Saturday, May 7, 2011

"The blackest of lies is the lie that is entirely a truth."

Lord Roseberry, I think, once offered the paradoxical suggestion that newspapers should consist of news. He proposed to exclude all comment, moral, political, and (I hope) financial. It may be doubted whether the journals under his Lordship's review would be disarmed by so simple a reform. Newspapers have been known before now to indulge in methods even more direct than comment. The comment at the worst can only be fallacious; the news can be false. Or even if it is not false, it may be so selected as to give a totally false picture of the place or topic under dispute. Selection is the fine art of falsity. Tennyson put it very feebly and inadequately when he said that the blackest of lies is the lie that is half a truth. The blackest of lies is the lie that is entirely a truth. Once give me the right to pick out anything and I shall not need to invent anything. If in my History of the World, published some centuries hence, I am allowed to mark the nineteenth century only by the names of Mr. Whitaker Wright and Jack the Ripper, I will promise to add no further comment.

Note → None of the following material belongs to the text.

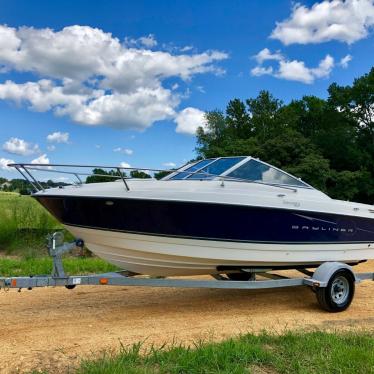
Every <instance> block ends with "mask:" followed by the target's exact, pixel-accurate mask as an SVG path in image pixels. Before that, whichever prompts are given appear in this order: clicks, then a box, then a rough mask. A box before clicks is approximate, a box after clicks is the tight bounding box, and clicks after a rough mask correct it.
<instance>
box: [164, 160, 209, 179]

If I am free to report this planet to the Man in the Moon as being inhabited by scorpions and South African millionaires, I will undertake to leave the facts to speak for themselves. I will undertake to create a false impression solely by facts. I shall not ask to say what I choose, so long as I can choose what I choose. So long as I am not asked to tell the truth, I will cheerfully undertake not to tell any lies.